Chris Wallace-Crabbe

IMG_2112Chris Wallace-Crabbe is an octogenarian metaphysician whose generous accolades include participating in a reading series with Iraqi poets Fadeel Kayat, Jamal Al-Hallaq, Sudanese poet Afeif Ismail, and Chilean poet Juan Garrido-Salgado. Thereafter, he was anthologised in a ground-breaking transnational collection, Poetry Without Borders Ed Michelle Cahill (Picaro, 2008). Having conferenced with the legendary likes of Andrew Motion,  Alastair Niven as well as Mulk Raj Anand, Kamala Das, Raja Rao, Eunice de Souza, G.V Desani and Raj Parthasarathi, he describes himself as a post-colonialist with history being the ultimate arbiter. Carcanet published his New and Selected, while his latest collection is My Feet Are Hungry (Pitt St Poetry) and Afternoon in the Central Nervous System is forthcoming with Braziller, New York.

Cardamom Country

Well, yes, I’ve always been intoxicated by India,
a rich Everywhere which can’t possibly resemble us
       (except in playing cricket, either straight or bent),
let alone the notorious gravity of beer-drowning Belgium and Wales,
being a technicoloured macro-country of hill station and spice
plus devilmaycare characters like Babur and Kimball O’Hara
and at best reminds me of every adventure I relish,
not excluding the nursery land of green ginger which
may well have been Cathay.

It could be that India is a collective subconscious,
but I can let that one go through to the ‘keeper
tricked out in glorious silks and golden bangles.
       My dad lived there through years of war;
I love the way they sustain the English language,
though why we call it that only the Krauts will know,
(bespectacled, growing esteem among literate historians);
a tongue that tricked wryly past Norman bastardisation
holding hands with a lovely Latin of inkhorn learning
in order to produce dinky-di oxbridge Australian
or laboured essay prose from catholic schools,
but which in their spicy landscape is melodiously
delivered from high up the oral register.

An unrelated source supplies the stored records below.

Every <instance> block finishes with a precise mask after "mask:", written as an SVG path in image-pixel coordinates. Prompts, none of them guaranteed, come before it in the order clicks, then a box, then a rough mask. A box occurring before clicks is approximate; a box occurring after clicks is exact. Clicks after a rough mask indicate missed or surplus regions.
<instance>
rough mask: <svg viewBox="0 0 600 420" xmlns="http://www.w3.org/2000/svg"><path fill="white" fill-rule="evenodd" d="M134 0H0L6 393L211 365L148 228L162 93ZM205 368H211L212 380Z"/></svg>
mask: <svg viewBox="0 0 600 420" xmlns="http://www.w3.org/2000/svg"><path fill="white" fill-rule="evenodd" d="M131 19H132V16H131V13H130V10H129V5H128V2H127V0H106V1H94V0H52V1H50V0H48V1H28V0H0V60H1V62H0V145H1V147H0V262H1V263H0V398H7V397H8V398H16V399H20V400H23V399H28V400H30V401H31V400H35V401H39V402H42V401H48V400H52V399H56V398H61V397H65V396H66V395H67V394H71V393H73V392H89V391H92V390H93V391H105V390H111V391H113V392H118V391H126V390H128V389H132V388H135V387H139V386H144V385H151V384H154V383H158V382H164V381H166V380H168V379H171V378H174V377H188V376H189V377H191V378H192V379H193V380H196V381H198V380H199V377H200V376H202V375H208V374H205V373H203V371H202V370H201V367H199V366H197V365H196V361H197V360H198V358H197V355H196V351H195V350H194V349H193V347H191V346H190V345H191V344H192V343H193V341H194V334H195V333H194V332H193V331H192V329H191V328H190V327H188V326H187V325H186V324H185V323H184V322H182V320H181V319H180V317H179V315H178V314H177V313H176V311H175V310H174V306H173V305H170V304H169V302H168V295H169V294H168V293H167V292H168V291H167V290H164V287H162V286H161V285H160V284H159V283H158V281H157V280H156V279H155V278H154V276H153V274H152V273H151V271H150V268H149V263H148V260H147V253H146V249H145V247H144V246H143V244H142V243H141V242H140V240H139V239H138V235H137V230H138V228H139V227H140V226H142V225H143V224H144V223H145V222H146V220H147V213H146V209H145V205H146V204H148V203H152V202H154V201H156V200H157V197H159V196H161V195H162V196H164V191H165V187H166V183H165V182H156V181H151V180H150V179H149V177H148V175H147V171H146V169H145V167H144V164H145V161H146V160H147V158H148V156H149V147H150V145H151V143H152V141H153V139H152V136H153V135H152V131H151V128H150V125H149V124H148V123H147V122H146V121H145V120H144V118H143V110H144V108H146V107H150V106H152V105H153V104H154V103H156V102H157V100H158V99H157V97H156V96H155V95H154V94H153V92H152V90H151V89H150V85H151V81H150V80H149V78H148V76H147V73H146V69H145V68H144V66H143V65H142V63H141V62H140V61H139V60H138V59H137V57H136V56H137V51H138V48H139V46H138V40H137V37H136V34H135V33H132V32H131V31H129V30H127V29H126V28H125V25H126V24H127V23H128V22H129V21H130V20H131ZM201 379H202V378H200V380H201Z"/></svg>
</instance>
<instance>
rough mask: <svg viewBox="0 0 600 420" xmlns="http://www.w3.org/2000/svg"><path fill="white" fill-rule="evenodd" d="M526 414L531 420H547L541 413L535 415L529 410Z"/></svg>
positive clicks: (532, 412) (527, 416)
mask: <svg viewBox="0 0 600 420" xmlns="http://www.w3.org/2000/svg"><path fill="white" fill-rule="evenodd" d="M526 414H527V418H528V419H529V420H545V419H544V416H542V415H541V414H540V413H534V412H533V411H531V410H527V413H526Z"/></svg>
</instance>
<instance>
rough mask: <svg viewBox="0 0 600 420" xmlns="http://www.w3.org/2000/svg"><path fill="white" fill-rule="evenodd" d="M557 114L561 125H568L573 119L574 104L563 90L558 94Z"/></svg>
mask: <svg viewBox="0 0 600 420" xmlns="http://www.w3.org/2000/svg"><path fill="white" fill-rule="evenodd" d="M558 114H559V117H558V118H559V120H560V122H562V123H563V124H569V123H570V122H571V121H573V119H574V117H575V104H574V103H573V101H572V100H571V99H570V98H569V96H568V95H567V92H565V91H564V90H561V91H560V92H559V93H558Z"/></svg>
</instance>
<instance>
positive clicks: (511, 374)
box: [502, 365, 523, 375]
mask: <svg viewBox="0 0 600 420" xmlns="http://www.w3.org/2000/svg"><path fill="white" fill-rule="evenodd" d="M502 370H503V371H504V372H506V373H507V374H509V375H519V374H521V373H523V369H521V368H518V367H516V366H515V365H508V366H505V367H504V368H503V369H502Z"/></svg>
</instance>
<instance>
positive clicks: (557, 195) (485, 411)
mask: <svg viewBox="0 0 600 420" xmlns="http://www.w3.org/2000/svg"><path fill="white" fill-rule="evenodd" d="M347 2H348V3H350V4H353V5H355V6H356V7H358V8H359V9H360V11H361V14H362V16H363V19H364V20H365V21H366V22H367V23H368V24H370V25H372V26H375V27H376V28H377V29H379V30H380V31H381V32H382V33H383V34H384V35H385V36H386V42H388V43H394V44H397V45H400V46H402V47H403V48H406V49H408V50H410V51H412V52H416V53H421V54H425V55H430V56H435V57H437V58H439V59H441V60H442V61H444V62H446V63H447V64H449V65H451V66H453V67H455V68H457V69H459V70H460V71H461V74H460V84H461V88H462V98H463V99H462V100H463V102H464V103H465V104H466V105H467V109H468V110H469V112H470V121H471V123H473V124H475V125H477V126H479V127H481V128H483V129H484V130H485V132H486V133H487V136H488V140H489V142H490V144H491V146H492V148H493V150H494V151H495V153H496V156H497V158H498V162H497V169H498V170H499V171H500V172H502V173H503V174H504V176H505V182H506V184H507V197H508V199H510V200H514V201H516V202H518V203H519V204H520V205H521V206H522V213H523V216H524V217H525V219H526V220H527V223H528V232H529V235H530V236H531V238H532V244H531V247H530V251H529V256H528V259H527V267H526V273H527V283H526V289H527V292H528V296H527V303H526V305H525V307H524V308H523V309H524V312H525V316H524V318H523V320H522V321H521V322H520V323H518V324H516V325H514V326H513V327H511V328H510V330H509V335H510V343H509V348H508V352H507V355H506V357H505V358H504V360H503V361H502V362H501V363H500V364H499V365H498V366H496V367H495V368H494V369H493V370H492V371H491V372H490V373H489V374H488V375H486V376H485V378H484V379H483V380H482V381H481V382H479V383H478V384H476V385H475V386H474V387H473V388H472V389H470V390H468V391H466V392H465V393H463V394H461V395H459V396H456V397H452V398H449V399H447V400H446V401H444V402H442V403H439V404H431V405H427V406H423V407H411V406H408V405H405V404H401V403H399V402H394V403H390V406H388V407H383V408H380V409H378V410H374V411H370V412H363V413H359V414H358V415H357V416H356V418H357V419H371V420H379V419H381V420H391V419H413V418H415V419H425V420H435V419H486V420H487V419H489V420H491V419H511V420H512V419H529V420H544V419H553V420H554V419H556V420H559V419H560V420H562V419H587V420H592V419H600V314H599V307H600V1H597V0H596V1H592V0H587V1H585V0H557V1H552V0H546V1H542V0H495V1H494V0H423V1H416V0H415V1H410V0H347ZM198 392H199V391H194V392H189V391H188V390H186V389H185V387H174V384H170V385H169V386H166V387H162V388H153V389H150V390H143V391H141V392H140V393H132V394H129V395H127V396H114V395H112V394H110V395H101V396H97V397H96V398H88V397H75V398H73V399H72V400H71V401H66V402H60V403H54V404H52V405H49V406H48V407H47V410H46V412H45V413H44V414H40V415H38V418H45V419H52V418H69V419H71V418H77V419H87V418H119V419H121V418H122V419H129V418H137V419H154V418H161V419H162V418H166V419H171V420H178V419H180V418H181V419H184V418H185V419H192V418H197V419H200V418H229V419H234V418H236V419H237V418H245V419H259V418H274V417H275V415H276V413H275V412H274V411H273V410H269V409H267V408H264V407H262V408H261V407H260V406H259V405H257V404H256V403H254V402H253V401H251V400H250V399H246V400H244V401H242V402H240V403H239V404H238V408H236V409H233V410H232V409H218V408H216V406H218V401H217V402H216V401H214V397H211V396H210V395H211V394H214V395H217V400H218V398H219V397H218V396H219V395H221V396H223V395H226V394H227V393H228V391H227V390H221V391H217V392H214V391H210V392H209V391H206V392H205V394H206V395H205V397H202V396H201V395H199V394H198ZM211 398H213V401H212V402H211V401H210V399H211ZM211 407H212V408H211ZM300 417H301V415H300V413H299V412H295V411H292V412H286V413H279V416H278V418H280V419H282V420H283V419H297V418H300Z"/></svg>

On my very first visit to those curried shores
I flicked my passport open to an inclining clerk
who cut to the paper chase quickly and demanded,
“Who is the greatest English poet?” and when
I roundly demurred at Shelley, proffering Shakespeare,
He could cope with that, riposting blandly,
“He was not for England , but for all mankind”.
He passed me on to the dodgy taxi-drivers, Hanuman
and Petrolpants, into the southerly smileage of Madras
with pluncake in Spencer’s emporium.

Back in those days even when the street beggars laughed
and our hotel drummer wanted to eat the cook; no,
it was the other way round, like sari-bright India:
that bulky chef was devoured of all. Whatever
passed by meltingly became him: or her.
and I suffered only once from Akbar’s Curse,
but that was in a posh quarter of Delhi,
not on the elephantine Great Trunk Road
in some lean-to-café with hot sugary tea.
I filled the shower with shit for a couple of days.

Trivandrum was another story again,
literate, breeze-laved, anticipated from childhood,
a southwest version of rapture’s roadway far,
       while necklaced with glinting lagoons.